SOD and CAT are the two other antioxidant enzymes that play an important role in eliminating free radicals in hepatic tissues30. There was a significant reduction in SOD and CAT activities in MG treated mice. However, activities of these enzymes were elevated significantly by treatment with DMSE compared to the MG control group, suggesting a protective effect exerted by DMSE against MG induced oxidative stress. Pretreatment with DMSE was found to be a more potent inducer of SOD and CAT than concomitant treatment with DMSE in reducing oxidative stress.

The selenium containing enzyme GPx forms the first line of antioxidant defense of the host by scavenging ROS31. The increased level of ROS is correlated with the decline in GPx activity, a crucial enzyme that plays an important role in protection against hydrogen and lipid peroxides32. In the present study, the GPx activity was decreased significantly in MG treated mice. However, a significant increase of GPx activity was observed in animals treated with the DMSE as compared to MG treated group where the effect was more prominent with pretreatment with DMSE than the concomitant treatment.

TrxR is another major enzyme that protects cell against oxidative damage. The thioredoxin system, composed of TrxR, thioredoxin (Tr), and NADPH regulates a multiple range of activities for cellular redox control, antioxidant function, cell viability and proliferation. Recently, mammalian TrxR has become a new target for anticancer drug development as cancer cells have been shown to contain higher levels of TrxR33. In the present study, enhanced TrxR activity was observed in MG treated mice compared to vehicle control which was reduced towards normal value when treated with DMSE. Generally redox state of the hepatocytes affects the cascade of events related to the onset of carcinogenesis. TrxR plays a central role in maintaining the redox homeostasis. The higher level of TrxR will reduce the cell's ability to defend against Reactive oxygen species/Reactive nitrogen species (ROS/RNS)34.
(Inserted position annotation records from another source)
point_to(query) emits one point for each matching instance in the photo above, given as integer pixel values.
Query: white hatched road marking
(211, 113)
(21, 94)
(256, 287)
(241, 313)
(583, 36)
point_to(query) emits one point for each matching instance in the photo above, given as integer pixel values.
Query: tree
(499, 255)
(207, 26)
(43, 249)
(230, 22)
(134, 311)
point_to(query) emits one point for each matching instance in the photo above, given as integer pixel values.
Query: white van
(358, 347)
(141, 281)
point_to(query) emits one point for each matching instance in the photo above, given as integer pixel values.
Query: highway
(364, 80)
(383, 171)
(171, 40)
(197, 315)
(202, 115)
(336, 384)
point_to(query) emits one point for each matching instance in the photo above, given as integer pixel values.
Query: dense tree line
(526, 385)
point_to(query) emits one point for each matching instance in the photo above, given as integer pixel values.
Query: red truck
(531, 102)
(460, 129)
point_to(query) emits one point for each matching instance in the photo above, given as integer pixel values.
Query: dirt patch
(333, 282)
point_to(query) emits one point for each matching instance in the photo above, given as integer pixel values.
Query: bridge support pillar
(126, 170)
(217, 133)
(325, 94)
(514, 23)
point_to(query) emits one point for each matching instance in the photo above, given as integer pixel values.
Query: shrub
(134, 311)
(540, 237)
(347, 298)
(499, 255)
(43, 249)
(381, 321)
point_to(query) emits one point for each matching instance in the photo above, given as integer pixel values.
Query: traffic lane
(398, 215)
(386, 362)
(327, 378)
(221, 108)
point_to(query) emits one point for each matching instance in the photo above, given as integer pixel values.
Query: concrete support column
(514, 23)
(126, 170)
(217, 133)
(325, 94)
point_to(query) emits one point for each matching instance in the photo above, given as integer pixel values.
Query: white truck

The present study revealed that MG treated mice exhibited genotoxic effects as evidenced from the increased numbers of chromosomal aberrations (CA). Pretreatment with DMSE showed better effect than concomitant treatment with DMSE. There was an elevated frequency of micronuclei (MN) and an increase in the MI of the bone marrow cells in MG treated mice in comparison to the vehicle control animals. All micronuclei originate from either broken or intact chromosomes that fail to incorporate into daughter nuclei following mitosis, and thus is an indirect measurement of the induction of structural chromosome aberrations. There was a decrease in MN and MI in DMSE pretreated groups. Occurrence of increased MN in the MG treated mice could be due to their effect on the chromosomes in different stages of cell cycle or due to their clastogenic effect.

In the present study, significant DNA damage was observed in MG treated animals exhibiting acute hepatotoxicity as compared to the vehicle control. However, the DNA damage was reduced significantly when the animals were treated with DMSE as compared with the MG treated mice.

In conclusion, our results showed that DMSE exerted its chemoprotective effect against MG induced hepatotoxicity and DNA damage in part by modulating the antioxidant and detoxifying systems. The greater efficacy shown by pretreatment with DMSE might be the result of the compound providing some added protection to the target cells before exposure to MG. Therefore, pretreatment with DMSE may be considered for better chemopreventive effects than concomitant treatment with DMSE + MG. However, further studies are required to elucidate the underlying molecular mechanism exerted by DMSE against MG induced cellular damage due to environmental exposure.